(Washington) Habituellement discret, l’ancien président républicain George W. Bush, toujours fortement critiqué pour « sa guerre contre le terrorisme », s’est de nouveau invité dans le débat public américain, cette fois-ci en tant que défenseur de l’immigration, à contre-courant de son propre parti.  

Le 43e président des États-Unis a publié le 20 avril un nouveau livre, qui rassemble des portraits d’immigrés qu’il a peints (Out of Many, One : Portraits of America’s Immigrants).

En partageant les histoires « remarquables » d’immigrés, George W. Bush, 74 ans, a expliqué espérer « humaniser le débat sur l’immigration et la réforme » du système migratoire, dans une tribune publiée dans le Washington Post.  

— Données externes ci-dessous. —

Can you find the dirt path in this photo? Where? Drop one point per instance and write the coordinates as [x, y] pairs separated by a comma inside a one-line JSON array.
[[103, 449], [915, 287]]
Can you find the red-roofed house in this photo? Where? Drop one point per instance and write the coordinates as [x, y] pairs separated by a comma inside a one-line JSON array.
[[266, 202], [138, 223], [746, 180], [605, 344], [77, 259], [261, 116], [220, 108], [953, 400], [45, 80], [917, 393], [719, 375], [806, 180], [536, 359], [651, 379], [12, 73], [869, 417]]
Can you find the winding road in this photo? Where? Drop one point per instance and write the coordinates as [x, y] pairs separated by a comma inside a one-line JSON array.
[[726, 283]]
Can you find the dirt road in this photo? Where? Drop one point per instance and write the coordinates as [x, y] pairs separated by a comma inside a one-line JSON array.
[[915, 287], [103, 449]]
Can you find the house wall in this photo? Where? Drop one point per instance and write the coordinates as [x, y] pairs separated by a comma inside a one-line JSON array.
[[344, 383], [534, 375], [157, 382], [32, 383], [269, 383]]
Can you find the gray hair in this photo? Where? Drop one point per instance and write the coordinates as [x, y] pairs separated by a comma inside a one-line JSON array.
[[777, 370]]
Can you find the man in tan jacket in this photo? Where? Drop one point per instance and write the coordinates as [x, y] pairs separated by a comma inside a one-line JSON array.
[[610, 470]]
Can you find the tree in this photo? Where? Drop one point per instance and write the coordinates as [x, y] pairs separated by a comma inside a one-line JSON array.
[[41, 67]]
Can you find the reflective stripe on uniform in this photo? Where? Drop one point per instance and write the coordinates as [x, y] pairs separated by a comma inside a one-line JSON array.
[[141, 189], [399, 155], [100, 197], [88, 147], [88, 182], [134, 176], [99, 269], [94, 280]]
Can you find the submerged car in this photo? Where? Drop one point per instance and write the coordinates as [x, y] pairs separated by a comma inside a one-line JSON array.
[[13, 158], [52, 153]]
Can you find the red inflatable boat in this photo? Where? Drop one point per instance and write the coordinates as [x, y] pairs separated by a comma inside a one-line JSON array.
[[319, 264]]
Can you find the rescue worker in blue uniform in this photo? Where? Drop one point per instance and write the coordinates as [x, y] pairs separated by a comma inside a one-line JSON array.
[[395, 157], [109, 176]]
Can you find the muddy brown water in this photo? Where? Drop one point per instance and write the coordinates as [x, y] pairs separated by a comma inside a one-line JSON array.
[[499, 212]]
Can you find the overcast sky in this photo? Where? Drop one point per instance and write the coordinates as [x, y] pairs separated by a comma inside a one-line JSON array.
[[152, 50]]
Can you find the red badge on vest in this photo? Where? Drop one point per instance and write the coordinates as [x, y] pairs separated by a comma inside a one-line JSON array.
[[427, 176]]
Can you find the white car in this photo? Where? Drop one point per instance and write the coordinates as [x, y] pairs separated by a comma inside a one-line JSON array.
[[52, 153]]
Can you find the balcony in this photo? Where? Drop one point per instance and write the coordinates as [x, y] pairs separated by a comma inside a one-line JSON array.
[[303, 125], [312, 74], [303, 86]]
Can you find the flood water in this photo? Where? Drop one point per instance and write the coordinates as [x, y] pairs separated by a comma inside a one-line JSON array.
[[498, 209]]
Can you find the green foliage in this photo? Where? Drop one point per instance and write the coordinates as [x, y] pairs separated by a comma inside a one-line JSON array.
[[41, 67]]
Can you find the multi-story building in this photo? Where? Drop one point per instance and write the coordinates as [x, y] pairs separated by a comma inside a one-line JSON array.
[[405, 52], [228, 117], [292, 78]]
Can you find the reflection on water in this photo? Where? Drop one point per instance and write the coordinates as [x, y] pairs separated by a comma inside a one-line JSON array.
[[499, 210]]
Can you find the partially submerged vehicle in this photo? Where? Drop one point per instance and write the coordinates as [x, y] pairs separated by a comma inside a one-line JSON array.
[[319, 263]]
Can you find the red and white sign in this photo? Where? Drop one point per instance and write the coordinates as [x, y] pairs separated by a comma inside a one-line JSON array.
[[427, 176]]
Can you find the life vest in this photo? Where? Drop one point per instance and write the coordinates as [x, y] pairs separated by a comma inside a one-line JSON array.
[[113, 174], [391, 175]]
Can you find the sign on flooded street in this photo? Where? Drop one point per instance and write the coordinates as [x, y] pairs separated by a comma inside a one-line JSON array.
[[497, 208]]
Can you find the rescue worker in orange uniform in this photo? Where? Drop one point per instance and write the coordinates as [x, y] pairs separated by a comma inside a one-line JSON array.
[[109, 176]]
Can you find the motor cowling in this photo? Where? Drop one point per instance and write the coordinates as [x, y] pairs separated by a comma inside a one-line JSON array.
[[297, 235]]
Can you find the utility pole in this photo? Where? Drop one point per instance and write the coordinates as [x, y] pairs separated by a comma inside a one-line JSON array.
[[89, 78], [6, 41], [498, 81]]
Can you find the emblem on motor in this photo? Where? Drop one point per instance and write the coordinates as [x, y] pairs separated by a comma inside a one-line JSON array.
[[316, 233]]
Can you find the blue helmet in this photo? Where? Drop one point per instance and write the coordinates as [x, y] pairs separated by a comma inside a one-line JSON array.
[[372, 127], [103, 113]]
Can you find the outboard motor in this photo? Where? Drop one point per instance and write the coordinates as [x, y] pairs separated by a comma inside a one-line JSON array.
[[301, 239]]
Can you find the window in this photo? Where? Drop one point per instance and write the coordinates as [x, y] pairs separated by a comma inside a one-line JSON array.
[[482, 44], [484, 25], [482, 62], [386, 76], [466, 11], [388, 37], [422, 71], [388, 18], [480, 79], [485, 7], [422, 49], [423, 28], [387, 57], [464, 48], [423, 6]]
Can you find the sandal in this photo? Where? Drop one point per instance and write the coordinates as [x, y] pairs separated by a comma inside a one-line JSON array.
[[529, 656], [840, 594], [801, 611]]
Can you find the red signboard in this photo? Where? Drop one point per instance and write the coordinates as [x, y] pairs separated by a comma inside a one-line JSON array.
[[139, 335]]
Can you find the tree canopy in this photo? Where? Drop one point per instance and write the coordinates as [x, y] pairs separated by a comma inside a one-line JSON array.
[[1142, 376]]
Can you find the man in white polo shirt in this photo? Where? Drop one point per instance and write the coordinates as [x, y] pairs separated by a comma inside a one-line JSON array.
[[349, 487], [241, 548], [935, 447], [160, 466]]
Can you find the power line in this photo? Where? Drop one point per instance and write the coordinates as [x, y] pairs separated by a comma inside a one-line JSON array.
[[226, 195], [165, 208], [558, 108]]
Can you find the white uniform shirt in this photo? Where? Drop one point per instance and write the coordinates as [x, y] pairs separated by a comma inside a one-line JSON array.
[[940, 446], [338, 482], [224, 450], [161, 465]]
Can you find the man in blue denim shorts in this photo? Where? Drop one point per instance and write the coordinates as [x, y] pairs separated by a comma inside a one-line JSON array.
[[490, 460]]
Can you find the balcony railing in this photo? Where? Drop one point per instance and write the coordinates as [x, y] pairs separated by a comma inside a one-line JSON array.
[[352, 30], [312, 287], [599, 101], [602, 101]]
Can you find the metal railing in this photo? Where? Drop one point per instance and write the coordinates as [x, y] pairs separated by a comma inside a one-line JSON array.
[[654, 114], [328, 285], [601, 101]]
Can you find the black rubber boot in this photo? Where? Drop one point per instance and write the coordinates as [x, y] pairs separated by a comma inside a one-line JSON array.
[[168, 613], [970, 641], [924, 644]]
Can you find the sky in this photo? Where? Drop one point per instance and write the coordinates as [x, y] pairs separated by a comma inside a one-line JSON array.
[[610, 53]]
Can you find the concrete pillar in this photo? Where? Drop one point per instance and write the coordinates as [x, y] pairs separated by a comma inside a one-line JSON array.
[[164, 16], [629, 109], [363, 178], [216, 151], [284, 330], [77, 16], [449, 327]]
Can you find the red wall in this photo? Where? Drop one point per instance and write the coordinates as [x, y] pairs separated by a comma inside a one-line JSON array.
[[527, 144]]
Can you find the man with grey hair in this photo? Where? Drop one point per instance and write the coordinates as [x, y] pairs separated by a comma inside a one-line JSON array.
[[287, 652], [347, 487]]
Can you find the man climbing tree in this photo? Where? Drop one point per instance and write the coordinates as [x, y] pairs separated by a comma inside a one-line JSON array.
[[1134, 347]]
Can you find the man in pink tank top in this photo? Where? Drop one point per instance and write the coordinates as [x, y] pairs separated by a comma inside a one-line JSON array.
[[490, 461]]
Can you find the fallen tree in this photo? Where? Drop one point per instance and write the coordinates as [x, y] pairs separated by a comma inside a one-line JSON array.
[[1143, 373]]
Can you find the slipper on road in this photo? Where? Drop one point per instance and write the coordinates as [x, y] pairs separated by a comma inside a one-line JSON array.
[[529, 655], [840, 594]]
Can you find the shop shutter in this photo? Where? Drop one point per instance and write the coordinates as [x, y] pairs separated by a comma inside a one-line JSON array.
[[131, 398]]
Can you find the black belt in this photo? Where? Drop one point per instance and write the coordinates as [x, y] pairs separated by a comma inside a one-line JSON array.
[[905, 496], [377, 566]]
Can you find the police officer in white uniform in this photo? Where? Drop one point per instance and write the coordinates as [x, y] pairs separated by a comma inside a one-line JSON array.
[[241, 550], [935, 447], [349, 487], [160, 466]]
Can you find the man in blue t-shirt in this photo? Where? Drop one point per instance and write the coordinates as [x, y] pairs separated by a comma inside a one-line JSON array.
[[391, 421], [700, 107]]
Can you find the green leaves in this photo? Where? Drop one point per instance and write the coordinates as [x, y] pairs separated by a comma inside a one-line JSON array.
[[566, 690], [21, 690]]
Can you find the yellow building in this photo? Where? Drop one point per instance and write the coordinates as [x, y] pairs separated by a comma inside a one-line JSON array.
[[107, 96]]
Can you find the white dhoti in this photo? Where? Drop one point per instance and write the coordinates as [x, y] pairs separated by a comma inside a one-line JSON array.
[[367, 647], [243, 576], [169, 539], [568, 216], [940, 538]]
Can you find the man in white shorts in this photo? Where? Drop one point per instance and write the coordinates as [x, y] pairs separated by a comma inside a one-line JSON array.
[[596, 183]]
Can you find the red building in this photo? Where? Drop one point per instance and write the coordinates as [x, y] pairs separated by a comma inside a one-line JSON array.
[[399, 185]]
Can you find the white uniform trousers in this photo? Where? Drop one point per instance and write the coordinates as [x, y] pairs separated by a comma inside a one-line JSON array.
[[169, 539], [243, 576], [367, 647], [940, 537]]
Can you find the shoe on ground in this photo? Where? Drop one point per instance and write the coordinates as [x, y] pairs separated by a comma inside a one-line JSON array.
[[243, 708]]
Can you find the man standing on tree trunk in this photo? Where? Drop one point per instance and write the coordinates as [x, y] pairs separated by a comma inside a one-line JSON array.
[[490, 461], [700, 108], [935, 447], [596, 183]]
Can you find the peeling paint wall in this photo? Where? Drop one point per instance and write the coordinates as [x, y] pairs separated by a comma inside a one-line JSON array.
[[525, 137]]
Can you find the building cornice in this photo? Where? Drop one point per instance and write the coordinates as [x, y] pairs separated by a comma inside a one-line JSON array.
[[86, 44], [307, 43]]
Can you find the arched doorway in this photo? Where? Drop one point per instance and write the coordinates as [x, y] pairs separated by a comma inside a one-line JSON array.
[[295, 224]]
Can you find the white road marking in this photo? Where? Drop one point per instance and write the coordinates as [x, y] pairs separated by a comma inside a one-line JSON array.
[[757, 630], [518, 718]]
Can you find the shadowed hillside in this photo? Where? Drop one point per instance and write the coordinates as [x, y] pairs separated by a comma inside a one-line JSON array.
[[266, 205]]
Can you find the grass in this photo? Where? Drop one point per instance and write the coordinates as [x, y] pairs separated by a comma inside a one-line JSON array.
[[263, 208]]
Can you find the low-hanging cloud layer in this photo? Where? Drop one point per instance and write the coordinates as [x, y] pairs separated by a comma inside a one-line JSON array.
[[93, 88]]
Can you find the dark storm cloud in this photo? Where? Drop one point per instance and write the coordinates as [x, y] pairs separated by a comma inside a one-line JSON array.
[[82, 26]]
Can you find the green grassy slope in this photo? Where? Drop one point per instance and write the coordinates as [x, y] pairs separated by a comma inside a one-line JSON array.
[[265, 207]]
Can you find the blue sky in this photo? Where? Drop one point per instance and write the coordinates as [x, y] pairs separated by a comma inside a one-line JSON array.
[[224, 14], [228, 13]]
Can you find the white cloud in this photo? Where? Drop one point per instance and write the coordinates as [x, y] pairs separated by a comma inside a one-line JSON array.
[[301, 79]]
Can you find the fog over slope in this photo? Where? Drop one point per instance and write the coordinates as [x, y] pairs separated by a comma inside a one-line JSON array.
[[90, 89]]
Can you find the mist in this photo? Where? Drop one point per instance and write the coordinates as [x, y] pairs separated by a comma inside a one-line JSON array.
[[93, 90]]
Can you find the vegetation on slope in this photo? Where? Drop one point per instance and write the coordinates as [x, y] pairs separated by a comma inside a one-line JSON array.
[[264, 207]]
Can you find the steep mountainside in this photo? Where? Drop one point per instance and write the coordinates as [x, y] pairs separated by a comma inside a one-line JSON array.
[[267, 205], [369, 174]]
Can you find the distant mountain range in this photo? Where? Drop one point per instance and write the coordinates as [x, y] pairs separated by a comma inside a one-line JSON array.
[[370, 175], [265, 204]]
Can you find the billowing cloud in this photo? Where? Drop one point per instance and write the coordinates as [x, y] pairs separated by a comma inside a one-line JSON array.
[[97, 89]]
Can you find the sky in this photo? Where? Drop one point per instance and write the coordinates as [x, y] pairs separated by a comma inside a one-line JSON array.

PHOTO CHRIS DELMAS, AGENCE FRANCE-PRESSE

Le livre Out of Many, One : Portraits of America’s Immigrants de George W. Bush

La sortie de ce livre survient au moment où le démocrate Joe Biden, qui avait promis une politique migratoire plus « humaine » après les années Trump, est aux prises avec la plus forte hausse en 15 ans d’arrivées de migrants à sa frontière Sud.

Ancien gouverneur du Texas, un État frontalier du Mexique fortement marqué par l’immigration, le républicain qui n’a pas réussi à mettre en place des réformes migratoires d’envergure durant sa présidence, a vivement critiqué son parti et les positions anti-immigration qu’il véhicule.  

Le parti républicain est devenu « isolationniste, protectionniste et dans une certaine mesure nativiste », a jugé l’ex-président dans un entretien avec NBC Today, évoquant le nativisme, mouvement politique américain qui s’oppose à toute nouvelle immigration.  

George W. Bush défend une voie vers la citoyenneté pour ceux qui sont arrivés aux États-Unis encore enfants, appelés les « Dreamers », et un processus progressif pour les millions de sans-papiers qui vivent aux États-Unis, selon lequel le permis de résidence puis la citoyenneté devraient être mérités.  

Les candidats devraient ainsi payer une amende et leurs arriérés d’impôts, apporter la preuve de leurs années de travail aux États-Unis et de leur bonne connaissance de l’anglais et de l’histoire américaine, et n’avoir aucun antécédent judiciaire.

De telles idées contrastent avec les vues actuelles du parti républicain, et sont plus proches des convictions portées par certains démocrates, qui étaient pourtant en opposition totale à George W. Bush lorsqu’il était au pouvoir.  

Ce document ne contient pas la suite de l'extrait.